Inspiration
About a year ago, I was playing an emoji movie-charades guessing game in a simple messaging format with my partner, and it clicked that this could become a real web game with a Wordle-style daily loop.
I prototyped it quickly in Lovable, didn’t like where it landed, and rebuilt it from scratch. That rebuild turned into a few weeks of vibecoding: it began with typing-only input and, through iteration, turned into current word cloud mechanic.
Why this hackathon
After sharing that early build with a small group of friends, I left it in “unfinished but playable” limbo and moved on. At the time I was working as a senior motion designer, and since then I’ve shifted into a primary project manager role (with creatives/ads as a secondary track: team lead/producer).
When I saw the Reddit Daily Games hackathon announcement, I immediately thought this old unpolished game was a perfect match.

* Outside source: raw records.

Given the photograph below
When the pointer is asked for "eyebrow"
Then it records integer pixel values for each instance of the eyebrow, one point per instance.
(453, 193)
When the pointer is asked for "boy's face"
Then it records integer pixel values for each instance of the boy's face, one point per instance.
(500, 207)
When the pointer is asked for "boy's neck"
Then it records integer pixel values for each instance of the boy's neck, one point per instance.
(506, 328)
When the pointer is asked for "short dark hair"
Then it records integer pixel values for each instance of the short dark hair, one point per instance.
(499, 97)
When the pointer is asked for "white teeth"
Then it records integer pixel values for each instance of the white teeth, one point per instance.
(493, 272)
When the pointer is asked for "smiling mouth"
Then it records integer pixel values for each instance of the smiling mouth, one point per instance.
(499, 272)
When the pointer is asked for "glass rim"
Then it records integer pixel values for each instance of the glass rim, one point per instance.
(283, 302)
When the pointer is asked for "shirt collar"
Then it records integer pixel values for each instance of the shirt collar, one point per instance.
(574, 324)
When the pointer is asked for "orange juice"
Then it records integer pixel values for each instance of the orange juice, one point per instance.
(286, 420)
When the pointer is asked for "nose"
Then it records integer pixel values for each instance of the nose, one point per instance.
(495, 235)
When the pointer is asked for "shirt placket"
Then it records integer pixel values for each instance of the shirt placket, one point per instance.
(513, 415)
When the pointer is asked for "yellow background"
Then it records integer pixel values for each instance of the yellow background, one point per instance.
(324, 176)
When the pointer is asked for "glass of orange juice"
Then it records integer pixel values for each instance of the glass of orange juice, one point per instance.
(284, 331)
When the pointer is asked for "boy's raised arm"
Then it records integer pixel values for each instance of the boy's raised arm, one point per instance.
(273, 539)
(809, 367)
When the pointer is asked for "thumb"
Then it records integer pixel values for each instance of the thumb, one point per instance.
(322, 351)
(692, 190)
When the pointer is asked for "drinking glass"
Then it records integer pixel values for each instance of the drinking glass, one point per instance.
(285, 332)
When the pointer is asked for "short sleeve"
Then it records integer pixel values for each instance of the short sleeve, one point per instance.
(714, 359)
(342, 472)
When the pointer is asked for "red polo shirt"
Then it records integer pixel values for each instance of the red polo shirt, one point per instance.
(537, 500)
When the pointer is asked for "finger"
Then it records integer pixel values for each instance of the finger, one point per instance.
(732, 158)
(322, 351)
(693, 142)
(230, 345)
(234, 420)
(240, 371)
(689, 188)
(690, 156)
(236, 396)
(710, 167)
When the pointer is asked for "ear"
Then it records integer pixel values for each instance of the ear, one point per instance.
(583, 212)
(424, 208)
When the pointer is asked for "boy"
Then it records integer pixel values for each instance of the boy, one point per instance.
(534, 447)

It also felt like a good way to compare my growth over the last year in both product design, UI, prompting and development knowledge overall.
What I built (Kinoticon)
Kinoticon is a daily movie guessing game built for Reddit with Devvit.
- Players get 6 emojis that hint at the movie’s plot.
- They pick words from a word cloud (real title words mixed with decoys).
- They have 6 tries to find enough correct words and reveal the title.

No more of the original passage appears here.